Reynard Motorsport owner Adrian Reynard was highly impressed by Holl's abilities and gave her a recommendation. It led to her gaining employment as a chassis design engineer with the Scuderia Ferrari Formula One team in 1987. She worked on its British-based design team and was supervised by John Barnard. After five months. Holl decided to resign from Ferrari due to its demands for better engineering though Barnard persuaded her to stay and he let her work autonomously for four months. She moved to the Benetton Formula constructor and later to Barnard's design consultant company. Holl was part of a team that designed a carbon fibre gearbox, which was used by Ferrari. She however wanted to be more involved with on-track engineering instead of working in a design office, and sought to move away from Formula One's increasingly serious and politically based reputation.

==CART, Formula One and NASCAR==
In 1994, Holl moved to the United States to become Reynard Motorsport's lead research-and-development (R&D) engineer for its Championship Auto Racing Teams (CART) programme. She then liaised with the Walker Racing CART team and went to race meetings. In August 1995, Tasman Motorsports owner Steve Horne moved to a two-car operation, and Holl was employed as a race engineer for driver Adrián Fernández, after Horne reviewed the qualifications of ten potential candidates. During the 1996 season, she became the first female race engineer to win a CART race when Fernández finished first at the Molson Indy Toronto. She was later assigned to work with Tony Kanaan, a driver whom she had been acquainted with in Indy Lights. Under Holl, Kanaan won the Rookie of the Year accolade in 1998, and said she helped in the development of his driving ability.

After Tasman Motorsports was sold in 1998, she was promoted to the role of chief engineer in 1999 and oversaw nine employees in its development, testing and race programmes. That same year, she had her second victory as a race engineer when Kanaan finished first in the 1999 U.S. 500 Presented by Toyota. Holl was briefly the chief engineer for Richie Hearn at the Della Penna Motorsports team during the 2000 season, before moving to Chip Ganassi Racing's R&D division, where she conducted wind tunnel testing and was Nicolas Minassian's race engineer at the 2001 Indianapolis 500. Holl returned to the United Kingdom for personal reasons soon after and contacted John Barnard to enquire about a job. He asked her to telephone Adrian Newey and the McLaren Formula One team employed her as assistant engineer. She led a team of designers on its front suspension system and occasionally worked with its race and test drivers in the company's simulator.

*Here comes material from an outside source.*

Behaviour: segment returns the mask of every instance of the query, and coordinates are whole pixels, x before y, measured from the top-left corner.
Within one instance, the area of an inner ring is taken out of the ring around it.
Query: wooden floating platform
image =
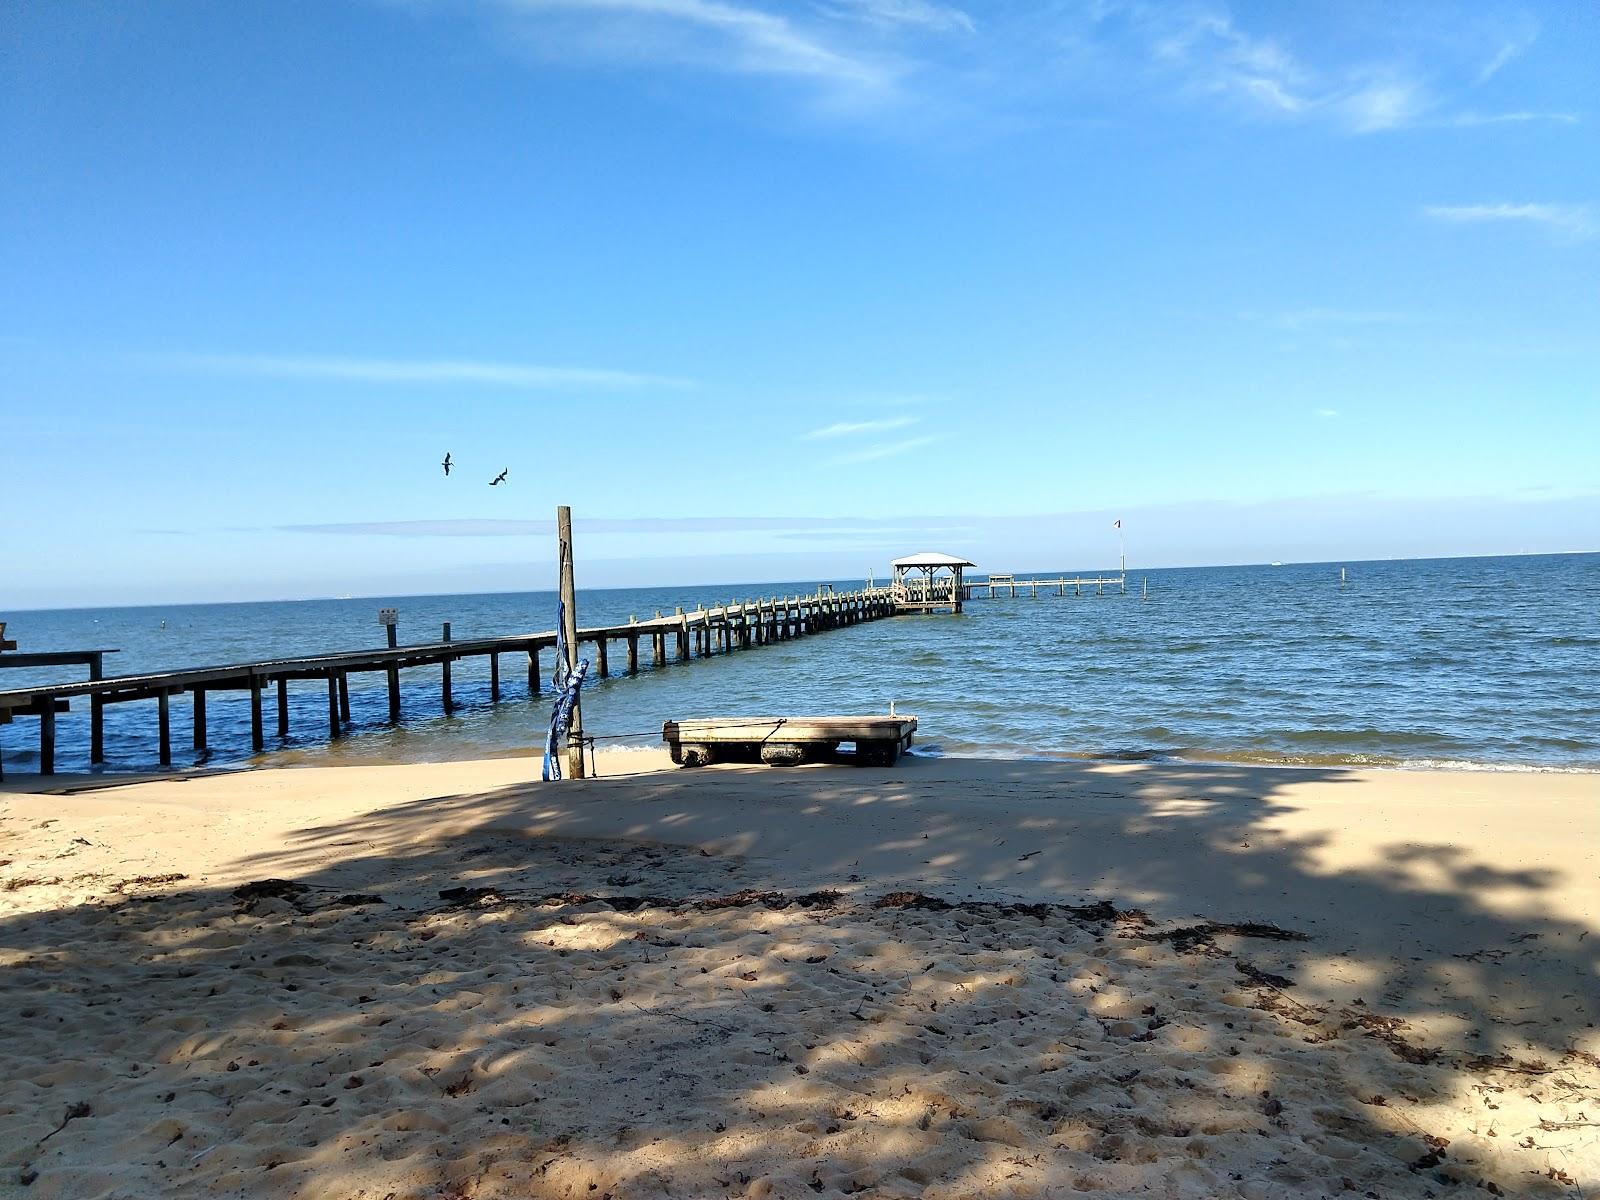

Late in 2007, racing driver Michael Waltrip talked to Holl about whether she was interested in returning to the United States as an employee of his NASCAR team Michael Waltrip Racing (MWR) in its transition to a modern operation with a better focus on engineering. She agreed and returned to the country to raise her child and took the job of MWR's director of vehicle design. During her time at MWR, she collaborated with its competition, testing and simulation departments. Holl left MWR in November 2015 and joined Hendrick Motorsports as manager of aerodynamics that month. In August 2017, Hendrick Motorsports promoted Holl to the role of director of vehicle engineering, reporting directly to Brian Whitesell, the team's vice president of operations. She led Hendrick Motorsports' vehicle engineering group to integrate the design-and-build processes put into the development and production of its racing cars.